Es ist kaum auszudenken, dass vor mehr als 60 Jahren Höhlen, Bergwerke und Straßentunnel eine große Hoffnung der deutschen Rüstungswirtschaft symbolisierten: Bombensichere Produktion.
Bereits 1936 wurden im Rahmen der deutschen Kriegsvorbereitungen Überlegungen zum baulichen Luftschutz der Bevölkerung und Industrie angestellt. Bis zu diesem Zeitpunkt hatten derartige Überlegungen nur in militärischen Kreisen Berücksichtigung gefunden, etwa beim Bau der Maginot-Linie. Man erkannte jedoch, dass die Beschränkung auf Verbunkerung der Frontlinien im nächsten zwischenstaatlichen Konflikt nicht ausreichen würde.

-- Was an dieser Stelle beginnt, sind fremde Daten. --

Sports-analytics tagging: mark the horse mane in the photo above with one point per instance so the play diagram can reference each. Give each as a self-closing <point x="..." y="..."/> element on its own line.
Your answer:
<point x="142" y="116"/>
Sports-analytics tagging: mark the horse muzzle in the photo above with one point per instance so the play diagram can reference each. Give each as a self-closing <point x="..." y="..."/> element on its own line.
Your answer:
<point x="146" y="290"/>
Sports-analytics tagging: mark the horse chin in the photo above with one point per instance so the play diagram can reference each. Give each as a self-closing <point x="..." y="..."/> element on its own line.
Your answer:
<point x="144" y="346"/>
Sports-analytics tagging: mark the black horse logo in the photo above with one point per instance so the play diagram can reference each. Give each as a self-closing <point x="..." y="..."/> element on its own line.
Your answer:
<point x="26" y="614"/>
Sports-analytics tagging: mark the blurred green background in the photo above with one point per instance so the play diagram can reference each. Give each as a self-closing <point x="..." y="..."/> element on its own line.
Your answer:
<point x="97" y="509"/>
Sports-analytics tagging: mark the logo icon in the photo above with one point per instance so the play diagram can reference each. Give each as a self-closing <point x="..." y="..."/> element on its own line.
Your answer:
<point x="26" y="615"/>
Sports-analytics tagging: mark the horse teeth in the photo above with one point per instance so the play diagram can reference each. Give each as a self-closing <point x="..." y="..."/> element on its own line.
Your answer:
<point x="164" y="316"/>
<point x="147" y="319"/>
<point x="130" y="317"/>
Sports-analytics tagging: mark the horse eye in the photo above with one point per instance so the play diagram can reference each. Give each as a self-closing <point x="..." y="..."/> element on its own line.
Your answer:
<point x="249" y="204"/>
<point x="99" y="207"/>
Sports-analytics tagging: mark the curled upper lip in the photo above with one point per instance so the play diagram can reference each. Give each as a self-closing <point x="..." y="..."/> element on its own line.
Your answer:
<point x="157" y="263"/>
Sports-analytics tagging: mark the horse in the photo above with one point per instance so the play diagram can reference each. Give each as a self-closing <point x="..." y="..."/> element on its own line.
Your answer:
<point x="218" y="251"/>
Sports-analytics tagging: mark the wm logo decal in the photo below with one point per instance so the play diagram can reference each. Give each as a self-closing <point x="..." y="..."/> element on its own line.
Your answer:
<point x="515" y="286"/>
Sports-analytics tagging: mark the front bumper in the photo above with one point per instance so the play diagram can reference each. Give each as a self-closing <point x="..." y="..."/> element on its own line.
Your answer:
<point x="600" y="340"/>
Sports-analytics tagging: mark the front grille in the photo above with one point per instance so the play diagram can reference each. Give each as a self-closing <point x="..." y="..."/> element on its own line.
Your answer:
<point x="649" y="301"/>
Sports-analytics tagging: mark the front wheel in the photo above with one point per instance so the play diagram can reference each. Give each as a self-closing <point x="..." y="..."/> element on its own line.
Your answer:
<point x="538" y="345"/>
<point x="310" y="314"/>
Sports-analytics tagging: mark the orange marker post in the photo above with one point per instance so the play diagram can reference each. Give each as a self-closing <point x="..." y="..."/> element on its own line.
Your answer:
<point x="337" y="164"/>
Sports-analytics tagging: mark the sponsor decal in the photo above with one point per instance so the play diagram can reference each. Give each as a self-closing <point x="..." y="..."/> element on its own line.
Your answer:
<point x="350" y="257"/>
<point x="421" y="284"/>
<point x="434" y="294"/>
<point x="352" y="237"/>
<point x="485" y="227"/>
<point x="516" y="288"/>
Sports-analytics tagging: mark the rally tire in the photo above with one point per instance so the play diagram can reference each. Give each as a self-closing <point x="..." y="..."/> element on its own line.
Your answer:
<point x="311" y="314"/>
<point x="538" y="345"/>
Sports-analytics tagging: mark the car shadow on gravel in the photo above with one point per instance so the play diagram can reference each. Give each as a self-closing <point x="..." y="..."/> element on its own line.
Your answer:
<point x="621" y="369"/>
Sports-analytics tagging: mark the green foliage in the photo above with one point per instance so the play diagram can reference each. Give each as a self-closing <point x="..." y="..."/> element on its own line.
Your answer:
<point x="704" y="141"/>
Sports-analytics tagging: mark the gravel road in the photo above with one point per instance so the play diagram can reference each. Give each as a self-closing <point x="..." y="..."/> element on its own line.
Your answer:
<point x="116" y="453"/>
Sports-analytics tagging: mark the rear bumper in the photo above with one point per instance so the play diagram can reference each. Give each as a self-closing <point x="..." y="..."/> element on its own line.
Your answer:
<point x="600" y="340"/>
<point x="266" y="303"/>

Die Luftfahrzeugtechnik hatte sich seit 1919 erheblich weiterentwickelt und insbesondere die Vergrößerung der Einsatzreichweite ermöglichte es nun, Industriegebiete und Städte des Gegners mit schnellen und intensiven Luftangriffen erheblich zu schädigen. Die Gesamtmenge der Bombenlast, die zwischen 1941 und 1945 durch britische und amerikanische Flugzeuge auf das vom Deutschen Reich besetzte Europa abgeworfen wurde, betrug mehr als 2,6 Millionen Tonnen.
Beachtung verdient die Tatsache, dass sich die Produktion vieler deutscher Rüstungszweige trotz der umfangreichen alliierten Luftoffensiven bis zum September 1944 immer wieder erholen und sogar steigern konnte. Zahlreiche Faktoren bewirkten diese Entwicklung, aber mitunter waren dafür auch Industrieverlagerungen verantwortlich. Fraglich bleibt die Rolle der unterirdischen Verlagerung...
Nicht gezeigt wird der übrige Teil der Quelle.